Methanol Structure
The carbon atom in methanol is bonded to three hydrogen and one oxygen atoms; the oxygen atom is in turn bonded to the fourth hydrogen atom. The carbon atom and its three hydrogens form a pyramid with the carbon at its apex; the oxygen atom and its attached hydrogen are positioned like a flagpole and flag sticking up from the top of the pyramid. You can also imagine methanol as a tetrahedron with the carbon atom at the center, three of the hydrogen atoms and the oxygen atom at the corners, and another hydrogen attached to the oxygen atom.
Electronegativity
Electrons in bonds between different elements are often shared unequally. You can get a sense of how they will be distributed by comparing the electronegativity of the two elements, which is a relative measure of their ability to attract and hold onto electrons. As you head up and to the right across the periodic table toward fluorine, elements become increasingly electronegative. Oxygen is much more electronegative than either carbon or hydrogen, so it's more of an electron hog and tends to keep the shared electrons closer to itself.
Polarity
Methane is completely symmetrical. The carbon atom forms the center of a tetrahedron with a hydrogen atom at each of the four corners. Carbon and hydrogen have very similar electronegativities, so they tend to share electrons almost equally. This makes methane a nonpolar compound -- a compound with no charge separation. Methanol, by contrast, is highly polar.
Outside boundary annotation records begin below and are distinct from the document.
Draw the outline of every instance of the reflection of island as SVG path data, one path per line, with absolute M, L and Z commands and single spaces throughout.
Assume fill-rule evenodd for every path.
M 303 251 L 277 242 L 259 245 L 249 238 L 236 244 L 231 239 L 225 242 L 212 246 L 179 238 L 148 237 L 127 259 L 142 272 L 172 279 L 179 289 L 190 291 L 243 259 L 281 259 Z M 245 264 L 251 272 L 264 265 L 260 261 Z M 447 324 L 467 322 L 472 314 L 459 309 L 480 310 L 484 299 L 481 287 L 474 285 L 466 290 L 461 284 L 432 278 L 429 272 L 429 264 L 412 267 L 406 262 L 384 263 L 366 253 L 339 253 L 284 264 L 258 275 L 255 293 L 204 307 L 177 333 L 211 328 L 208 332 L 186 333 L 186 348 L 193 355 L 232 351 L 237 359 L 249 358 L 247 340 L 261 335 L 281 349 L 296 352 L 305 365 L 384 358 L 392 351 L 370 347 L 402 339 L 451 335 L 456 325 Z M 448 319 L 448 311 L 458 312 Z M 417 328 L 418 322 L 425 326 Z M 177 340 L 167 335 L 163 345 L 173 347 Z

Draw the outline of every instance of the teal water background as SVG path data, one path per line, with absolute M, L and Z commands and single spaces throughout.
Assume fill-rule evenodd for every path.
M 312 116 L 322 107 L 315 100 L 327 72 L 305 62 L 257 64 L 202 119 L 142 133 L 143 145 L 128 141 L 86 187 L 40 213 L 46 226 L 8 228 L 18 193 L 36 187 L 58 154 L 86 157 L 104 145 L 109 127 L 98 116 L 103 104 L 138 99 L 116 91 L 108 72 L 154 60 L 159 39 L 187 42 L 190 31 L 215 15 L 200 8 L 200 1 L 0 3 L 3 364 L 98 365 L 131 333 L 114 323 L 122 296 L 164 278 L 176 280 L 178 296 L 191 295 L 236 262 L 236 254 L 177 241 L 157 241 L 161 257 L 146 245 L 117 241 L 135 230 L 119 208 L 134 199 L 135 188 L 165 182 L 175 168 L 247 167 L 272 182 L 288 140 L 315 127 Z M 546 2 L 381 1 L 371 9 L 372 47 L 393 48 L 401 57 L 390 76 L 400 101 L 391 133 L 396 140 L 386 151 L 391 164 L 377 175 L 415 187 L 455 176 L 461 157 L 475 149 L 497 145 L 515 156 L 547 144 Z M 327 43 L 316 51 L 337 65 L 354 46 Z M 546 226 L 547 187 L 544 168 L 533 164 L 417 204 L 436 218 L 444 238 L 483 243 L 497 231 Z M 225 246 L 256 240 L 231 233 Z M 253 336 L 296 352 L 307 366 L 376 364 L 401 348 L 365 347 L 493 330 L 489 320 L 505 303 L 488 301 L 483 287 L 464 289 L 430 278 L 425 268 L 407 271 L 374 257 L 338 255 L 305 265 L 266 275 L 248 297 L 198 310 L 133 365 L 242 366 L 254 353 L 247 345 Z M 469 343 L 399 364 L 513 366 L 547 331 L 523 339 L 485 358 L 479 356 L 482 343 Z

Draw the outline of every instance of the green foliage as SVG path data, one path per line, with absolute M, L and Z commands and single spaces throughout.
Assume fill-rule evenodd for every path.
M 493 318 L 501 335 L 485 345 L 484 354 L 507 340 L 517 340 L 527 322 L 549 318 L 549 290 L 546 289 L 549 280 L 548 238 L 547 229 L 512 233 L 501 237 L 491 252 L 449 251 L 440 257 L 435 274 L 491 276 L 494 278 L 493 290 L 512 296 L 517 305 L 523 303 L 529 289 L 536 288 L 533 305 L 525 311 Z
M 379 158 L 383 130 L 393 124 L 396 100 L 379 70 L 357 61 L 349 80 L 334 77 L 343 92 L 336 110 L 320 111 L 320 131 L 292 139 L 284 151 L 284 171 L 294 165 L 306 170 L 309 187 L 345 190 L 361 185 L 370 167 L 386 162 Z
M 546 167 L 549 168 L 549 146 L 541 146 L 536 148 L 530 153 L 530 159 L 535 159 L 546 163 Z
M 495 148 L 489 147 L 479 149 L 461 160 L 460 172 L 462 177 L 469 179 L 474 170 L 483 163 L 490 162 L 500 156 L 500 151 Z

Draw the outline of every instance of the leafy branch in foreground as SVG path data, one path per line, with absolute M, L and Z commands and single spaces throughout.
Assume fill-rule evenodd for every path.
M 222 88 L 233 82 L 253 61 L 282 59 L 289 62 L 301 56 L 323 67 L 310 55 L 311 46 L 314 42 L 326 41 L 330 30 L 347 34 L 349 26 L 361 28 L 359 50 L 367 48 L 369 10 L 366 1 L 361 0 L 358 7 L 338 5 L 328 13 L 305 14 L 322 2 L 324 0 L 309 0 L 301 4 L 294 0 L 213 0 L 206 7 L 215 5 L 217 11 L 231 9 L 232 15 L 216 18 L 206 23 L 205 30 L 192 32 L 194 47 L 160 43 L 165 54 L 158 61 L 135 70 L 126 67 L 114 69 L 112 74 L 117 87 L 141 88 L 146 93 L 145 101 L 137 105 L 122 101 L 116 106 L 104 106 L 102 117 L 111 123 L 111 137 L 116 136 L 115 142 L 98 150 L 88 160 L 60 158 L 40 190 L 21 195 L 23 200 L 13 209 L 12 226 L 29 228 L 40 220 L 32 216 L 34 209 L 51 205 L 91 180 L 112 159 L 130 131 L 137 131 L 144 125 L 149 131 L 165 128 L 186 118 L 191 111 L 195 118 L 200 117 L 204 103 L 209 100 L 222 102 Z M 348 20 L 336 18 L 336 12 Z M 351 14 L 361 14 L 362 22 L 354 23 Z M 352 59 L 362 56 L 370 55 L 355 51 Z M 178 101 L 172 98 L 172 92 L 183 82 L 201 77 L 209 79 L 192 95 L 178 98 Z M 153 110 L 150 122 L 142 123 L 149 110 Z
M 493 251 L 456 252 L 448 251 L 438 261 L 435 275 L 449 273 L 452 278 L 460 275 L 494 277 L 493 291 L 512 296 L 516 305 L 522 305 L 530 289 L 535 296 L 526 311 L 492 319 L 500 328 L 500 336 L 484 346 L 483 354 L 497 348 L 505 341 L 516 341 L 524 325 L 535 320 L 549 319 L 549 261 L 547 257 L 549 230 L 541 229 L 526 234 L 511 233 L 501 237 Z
The hydrogen attached to the oxygen atom is electron-poor and thus somewhat positively charged while the oxygen is electron-rich and thus somewhat negatively charged.
Hydrogen Bonding
This disparity creates links called hydrogen bonds between molecules of methanol. The hydrogen atom on one molecule of methanol can interact with the oxygen atom on another. These interactions are nowhere near as strong as the bonds within methanol, but they help to hold the different molecules together. It takes energy to break the hydrogen bonds, so you need much more heat to boil methanol than you need to boil methane. Methane, by contrast, is nonpolar and has no hydrogen bonding, so the attractive forces between molecules of methane are much weaker, and it boils at a lower temperature.